The first rule is an inbound rewrite rule that basically captures all the requests to the root folder /company1/*, so if using Default Web Site, anything going to https://localhost/company1/* will be matched by this rule and it will rewrite it to www.company1.com respecting the HTTP vs HTTPS traffic.

One thing to highlight which is what took me a bit of time is the “serverVariables” entry in that rule that basically is overwriting the Accept-Encoding header, the reason I do this is because if you do not remove that header then the response will likely be compressed (Gzip or deflate) and Output Rewriting is not supported on that case, and you will end up with an error message like:

HTTP Error 500.52 - URL Rewrite Module Error.
Outbound rewrite rules cannot be applied when the content of the HTTP response is encoded ("gzip").

Also note that to be able to use this feature for security reasons you need to explicitly enable this by allowing the server variable. See enabling server variables here.

 

The last two rules just rewrite the links and scripts and other resources so that the URLs are translated to the right structure. The first one rewrites absolute paths, and the last one rewrites the relative paths. Note that if you use relative paths using “..” this will not work, but you can easily fix the rule above, I was too lazy to do that and since I never use those when I create a site it works for me :)

Setting up Caching for ARR

A huge added value of using ARR is that now we can with a couple of clicks enable disk caching so that the requests are cached locally in the www.site.com, so that not every single request ends up paying the price to go to the backend servers.

  1. To do that just launch IIS Manager and click the server node in the tree view.
  2. Double click the “Application Request Routing Cache” icon
  3. Select the “Add Drive…” task in the Actions panel.
  4. Specify a directory where you want to keep your cache.
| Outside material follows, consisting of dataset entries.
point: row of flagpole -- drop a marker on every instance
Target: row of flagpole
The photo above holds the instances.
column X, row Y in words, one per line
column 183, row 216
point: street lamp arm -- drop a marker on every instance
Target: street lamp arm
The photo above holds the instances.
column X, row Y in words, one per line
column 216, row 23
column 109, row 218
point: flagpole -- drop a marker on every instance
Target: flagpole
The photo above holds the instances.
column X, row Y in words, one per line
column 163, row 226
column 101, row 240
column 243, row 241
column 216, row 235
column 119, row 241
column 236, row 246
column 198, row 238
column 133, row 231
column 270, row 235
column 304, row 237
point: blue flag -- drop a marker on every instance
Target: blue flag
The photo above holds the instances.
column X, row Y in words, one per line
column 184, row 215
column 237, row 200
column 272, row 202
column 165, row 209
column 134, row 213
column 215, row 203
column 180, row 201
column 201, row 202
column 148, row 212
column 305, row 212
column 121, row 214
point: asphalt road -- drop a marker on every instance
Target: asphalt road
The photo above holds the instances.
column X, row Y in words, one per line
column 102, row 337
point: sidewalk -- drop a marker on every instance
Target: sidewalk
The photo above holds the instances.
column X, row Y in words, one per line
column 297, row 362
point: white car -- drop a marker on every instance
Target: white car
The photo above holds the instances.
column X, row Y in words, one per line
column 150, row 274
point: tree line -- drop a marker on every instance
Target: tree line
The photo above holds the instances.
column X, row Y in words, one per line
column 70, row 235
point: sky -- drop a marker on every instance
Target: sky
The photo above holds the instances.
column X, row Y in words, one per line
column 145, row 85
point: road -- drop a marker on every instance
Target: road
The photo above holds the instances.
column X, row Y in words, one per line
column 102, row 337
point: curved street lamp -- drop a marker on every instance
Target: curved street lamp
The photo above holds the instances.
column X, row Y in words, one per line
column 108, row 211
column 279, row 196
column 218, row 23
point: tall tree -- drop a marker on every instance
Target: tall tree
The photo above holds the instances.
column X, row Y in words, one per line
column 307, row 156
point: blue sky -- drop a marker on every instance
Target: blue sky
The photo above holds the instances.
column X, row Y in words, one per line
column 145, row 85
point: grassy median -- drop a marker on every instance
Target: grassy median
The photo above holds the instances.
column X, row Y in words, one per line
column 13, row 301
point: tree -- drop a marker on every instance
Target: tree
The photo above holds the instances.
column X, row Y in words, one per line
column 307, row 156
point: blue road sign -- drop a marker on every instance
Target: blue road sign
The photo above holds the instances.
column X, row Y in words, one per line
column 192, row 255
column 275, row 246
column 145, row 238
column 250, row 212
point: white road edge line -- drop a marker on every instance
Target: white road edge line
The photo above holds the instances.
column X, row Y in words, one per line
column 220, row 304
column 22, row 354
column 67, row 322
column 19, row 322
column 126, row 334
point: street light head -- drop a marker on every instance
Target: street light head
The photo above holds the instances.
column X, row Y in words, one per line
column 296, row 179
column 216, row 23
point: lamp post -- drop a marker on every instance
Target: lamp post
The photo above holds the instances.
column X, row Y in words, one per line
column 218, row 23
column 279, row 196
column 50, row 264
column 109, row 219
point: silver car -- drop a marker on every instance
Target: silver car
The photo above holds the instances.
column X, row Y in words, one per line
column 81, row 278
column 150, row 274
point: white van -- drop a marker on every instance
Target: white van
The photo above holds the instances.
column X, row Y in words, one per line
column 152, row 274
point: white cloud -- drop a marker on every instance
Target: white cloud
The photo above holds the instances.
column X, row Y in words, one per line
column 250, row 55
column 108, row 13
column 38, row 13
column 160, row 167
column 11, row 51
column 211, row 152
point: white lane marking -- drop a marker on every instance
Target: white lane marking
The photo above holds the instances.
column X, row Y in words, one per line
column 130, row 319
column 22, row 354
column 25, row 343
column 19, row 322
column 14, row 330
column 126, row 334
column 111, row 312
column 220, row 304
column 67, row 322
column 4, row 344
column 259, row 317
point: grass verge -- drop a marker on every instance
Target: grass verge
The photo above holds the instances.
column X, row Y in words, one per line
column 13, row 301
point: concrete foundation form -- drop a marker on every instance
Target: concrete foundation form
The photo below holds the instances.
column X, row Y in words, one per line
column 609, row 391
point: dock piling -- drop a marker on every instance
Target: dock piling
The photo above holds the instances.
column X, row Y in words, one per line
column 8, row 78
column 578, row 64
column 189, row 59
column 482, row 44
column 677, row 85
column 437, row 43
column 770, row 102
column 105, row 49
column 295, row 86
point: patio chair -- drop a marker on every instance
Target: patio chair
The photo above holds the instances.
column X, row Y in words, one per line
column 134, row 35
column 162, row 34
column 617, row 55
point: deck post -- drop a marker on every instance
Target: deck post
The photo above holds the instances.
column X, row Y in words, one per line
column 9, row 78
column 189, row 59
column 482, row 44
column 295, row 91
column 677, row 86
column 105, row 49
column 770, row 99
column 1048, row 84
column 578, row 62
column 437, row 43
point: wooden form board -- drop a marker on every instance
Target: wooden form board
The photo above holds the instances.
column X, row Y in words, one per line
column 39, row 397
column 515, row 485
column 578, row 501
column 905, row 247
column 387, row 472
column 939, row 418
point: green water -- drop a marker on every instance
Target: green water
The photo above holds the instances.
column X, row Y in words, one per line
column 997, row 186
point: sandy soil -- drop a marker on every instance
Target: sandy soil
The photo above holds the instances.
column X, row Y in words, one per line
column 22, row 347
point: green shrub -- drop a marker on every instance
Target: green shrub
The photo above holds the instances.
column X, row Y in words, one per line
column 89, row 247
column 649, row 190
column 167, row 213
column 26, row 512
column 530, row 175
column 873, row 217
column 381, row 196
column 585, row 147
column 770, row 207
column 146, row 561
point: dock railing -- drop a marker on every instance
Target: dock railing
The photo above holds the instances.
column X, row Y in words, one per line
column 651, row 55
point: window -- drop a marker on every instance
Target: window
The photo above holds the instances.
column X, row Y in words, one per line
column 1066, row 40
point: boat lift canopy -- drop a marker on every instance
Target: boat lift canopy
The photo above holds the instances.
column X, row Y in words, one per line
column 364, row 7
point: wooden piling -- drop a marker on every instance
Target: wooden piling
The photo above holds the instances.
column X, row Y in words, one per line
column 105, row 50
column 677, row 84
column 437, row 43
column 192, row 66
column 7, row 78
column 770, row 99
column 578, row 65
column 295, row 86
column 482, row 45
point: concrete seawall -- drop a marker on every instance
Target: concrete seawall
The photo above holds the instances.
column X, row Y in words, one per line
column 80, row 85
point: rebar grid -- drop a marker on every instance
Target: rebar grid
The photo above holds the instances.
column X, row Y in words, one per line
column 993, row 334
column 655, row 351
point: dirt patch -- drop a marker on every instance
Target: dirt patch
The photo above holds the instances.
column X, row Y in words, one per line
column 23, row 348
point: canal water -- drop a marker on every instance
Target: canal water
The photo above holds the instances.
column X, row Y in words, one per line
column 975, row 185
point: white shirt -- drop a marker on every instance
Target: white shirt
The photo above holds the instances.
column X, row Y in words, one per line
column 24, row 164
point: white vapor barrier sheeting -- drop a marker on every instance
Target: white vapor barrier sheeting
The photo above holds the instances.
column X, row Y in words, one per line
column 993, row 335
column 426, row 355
Note that this can be any subfolder in your system.
  5. Make sure that “Enable Disk Cache” checkbox is marked in the Server Proxy Settings mentioned above.

As easy as that now you will see caching working and your site will act as a container of other servers in the internet. Pretty cool hah! :)

So in this post we saw how with literally few lines of XML, URL Rewrite and ARR we were able to enable a proxy/routing scenario with the ability to rewrite links and furthermore with caching support.